Eugène Veuillot (October 5, 1818 – September 18, 1905) was a French journalist who, alongside his brother Louis and later with his sons François and Pierre, directed the Catholic-oriented newspaper L'Univers.

== Biography ==
Eugène Veuillot was the brother of French journalist and writer Louis Veuillot, who was deeply committed to the fight for freedom of education and the founder of the Catholic newspaper L'Univers. Both brothers were shareholders of Union Générale, a Catholic bank whose spectacular collapse after extensive financial and industrial investments in France and abroad triggered the 1882 stock market crash, one of the 19th century's largest economic crises in France. Twenty years earlier, they had also participated in the ventures of André Langrand-Dumonceau, a Belgian banker whose family sought to create a powerful Catholic financial institution.

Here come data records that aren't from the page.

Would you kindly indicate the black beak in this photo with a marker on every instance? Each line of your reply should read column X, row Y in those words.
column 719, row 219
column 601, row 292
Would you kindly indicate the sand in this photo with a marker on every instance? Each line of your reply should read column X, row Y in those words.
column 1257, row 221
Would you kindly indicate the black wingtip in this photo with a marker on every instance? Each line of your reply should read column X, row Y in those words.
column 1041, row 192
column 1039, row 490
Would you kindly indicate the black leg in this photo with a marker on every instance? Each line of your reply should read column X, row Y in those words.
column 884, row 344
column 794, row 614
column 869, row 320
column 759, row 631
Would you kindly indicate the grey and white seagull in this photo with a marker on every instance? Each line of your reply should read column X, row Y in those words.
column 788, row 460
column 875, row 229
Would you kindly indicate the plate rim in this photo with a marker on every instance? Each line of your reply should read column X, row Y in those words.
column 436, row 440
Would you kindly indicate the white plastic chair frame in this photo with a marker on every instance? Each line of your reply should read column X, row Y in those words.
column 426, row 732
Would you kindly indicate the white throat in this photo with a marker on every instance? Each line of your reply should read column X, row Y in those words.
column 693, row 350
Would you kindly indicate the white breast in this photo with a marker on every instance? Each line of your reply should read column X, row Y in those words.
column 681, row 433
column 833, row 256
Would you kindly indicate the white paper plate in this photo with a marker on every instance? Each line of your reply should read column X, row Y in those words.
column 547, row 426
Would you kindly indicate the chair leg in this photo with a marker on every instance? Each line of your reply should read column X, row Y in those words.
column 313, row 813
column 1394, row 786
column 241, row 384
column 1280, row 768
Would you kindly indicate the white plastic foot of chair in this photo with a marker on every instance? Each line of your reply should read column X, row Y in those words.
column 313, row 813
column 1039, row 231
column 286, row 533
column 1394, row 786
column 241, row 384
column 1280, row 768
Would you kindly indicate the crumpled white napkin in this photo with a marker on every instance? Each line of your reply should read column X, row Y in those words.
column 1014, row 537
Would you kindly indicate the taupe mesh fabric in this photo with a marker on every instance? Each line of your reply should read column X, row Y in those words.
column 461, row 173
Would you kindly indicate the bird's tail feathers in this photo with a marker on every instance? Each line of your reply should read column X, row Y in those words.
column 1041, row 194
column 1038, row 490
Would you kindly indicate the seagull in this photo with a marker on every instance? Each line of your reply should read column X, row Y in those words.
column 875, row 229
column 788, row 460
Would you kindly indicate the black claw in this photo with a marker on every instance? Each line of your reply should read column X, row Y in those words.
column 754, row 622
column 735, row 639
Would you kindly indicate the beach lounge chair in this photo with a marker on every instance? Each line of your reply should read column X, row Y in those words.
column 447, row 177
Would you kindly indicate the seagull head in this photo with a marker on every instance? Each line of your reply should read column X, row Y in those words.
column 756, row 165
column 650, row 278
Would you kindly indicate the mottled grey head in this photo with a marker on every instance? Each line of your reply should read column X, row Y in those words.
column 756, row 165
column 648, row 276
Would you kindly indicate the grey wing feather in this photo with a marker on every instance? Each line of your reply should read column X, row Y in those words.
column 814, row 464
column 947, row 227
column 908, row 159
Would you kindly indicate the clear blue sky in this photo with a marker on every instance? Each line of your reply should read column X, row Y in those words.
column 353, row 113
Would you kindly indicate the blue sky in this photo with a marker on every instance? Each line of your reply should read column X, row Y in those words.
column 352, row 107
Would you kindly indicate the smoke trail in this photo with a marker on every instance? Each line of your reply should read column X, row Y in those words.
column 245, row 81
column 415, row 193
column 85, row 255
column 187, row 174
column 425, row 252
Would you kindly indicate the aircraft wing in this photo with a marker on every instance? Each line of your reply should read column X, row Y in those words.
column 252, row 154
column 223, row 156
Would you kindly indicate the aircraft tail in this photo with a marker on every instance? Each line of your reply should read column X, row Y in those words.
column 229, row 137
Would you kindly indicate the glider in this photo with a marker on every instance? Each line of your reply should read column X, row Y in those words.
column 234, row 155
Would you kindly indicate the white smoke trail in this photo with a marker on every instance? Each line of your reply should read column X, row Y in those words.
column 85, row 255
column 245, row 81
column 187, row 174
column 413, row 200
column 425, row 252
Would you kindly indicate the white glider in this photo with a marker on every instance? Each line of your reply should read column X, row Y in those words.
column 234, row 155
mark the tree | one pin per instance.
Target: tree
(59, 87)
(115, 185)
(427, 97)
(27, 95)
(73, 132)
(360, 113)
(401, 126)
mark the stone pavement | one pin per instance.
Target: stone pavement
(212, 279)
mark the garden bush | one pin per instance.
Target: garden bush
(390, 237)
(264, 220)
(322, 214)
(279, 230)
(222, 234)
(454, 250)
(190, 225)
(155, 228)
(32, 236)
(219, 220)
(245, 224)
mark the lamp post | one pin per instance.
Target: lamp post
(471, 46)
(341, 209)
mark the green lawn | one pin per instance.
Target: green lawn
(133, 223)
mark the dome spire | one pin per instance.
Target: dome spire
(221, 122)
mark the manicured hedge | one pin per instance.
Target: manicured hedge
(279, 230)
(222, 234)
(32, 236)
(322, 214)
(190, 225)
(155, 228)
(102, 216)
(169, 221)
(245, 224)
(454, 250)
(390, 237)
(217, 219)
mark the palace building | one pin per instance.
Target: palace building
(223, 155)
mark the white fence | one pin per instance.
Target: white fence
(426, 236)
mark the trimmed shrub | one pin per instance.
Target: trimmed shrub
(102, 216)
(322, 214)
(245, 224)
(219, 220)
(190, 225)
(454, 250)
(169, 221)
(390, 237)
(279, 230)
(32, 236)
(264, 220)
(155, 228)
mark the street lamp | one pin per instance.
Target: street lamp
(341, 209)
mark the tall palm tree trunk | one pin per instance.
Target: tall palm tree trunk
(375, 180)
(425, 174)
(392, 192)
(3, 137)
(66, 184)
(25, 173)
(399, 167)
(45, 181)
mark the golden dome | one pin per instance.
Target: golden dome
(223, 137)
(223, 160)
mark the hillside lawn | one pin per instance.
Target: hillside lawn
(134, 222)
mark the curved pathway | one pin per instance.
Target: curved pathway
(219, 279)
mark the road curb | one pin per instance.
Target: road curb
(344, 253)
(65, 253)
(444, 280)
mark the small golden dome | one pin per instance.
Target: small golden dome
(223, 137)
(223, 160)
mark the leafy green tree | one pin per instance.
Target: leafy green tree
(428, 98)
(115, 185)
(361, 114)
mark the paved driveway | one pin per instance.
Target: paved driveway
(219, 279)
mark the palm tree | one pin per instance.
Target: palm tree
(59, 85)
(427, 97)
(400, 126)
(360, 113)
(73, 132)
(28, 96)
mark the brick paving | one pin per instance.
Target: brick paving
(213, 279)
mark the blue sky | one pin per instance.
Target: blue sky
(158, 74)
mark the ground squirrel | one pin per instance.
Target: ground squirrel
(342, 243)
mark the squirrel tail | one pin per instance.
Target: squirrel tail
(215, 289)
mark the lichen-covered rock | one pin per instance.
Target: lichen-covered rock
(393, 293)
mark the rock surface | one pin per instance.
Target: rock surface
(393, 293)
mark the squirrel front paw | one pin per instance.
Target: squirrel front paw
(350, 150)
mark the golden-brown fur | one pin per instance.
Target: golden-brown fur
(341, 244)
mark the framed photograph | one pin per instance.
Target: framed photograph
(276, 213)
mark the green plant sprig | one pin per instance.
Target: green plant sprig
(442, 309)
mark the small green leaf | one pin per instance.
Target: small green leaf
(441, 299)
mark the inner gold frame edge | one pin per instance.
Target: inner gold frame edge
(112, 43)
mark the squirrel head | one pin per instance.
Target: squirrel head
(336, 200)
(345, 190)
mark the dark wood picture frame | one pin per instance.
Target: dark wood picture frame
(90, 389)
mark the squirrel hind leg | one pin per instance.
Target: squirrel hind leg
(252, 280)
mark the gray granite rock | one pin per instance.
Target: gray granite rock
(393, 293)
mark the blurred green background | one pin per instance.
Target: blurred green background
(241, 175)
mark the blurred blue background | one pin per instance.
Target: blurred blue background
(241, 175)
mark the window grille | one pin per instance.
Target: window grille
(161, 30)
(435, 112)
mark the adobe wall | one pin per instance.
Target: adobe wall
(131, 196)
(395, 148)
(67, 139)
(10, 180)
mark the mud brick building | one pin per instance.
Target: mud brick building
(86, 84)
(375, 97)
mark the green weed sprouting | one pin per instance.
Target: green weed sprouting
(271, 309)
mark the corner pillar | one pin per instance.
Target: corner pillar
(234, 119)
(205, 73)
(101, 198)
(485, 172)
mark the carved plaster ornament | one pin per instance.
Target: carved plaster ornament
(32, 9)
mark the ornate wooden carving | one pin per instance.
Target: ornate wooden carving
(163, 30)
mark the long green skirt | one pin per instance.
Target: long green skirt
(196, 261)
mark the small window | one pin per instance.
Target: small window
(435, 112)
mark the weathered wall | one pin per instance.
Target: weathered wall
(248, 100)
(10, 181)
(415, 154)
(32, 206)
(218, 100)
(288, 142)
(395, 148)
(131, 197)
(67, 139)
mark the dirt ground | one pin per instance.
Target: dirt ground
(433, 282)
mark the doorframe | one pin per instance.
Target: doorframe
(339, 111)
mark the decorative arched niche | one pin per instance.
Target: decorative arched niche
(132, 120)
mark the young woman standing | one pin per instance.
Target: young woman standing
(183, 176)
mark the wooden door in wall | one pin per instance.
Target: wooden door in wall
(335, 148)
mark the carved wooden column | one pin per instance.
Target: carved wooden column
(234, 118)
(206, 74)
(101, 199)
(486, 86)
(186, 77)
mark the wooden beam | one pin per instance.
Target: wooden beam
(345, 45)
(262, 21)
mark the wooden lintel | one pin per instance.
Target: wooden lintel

Eugène Veuillot authored around fifty works. A brilliant polemicist, he introduced the Ralliement to the Republic into the Catholic doctrine of "Veuillotism," as requested by Pope Leo XIII. During the Dreyfus Affair, he was initially hostile to Captain Alfred Dreyfus but was less antisemitic and less aggressive than La Croix, although he still participated in the general antisemitic sentiment of the time. After the discovery of the Henry forgery in September 1898, he supported revisiting the case, distinguishing himself from La Croix while remaining faithful to Catholicism. In L’Univers on October 10, 1899, he wrote that it was "absolutely unjust to extend to all Catholics, all priests, and all religious people the reproaches that could be justified by the attitude and language of some of them."

On October 4, 1858, in Paris, he married Louise d'Aquin (1837–1906), niece of Paul E. Poincy and sister of Anne-Lise d'Aquin, the wife of Dr. Charles Ozanam, brother of Frédéric Ozanam. This marriage linked two prominent Catholic families of the 19th century. He had five children, including Pierre Veuillot, also a journalist, and François Veuillot, who directed L’Univers from 1905 to 1912. Another child became an Augustinian nun. Eugène Veuillot was the grandfather of Cardinal Pierre Veuillot. His younger sister Élise Veuillot (1825–1911) was also a journalist.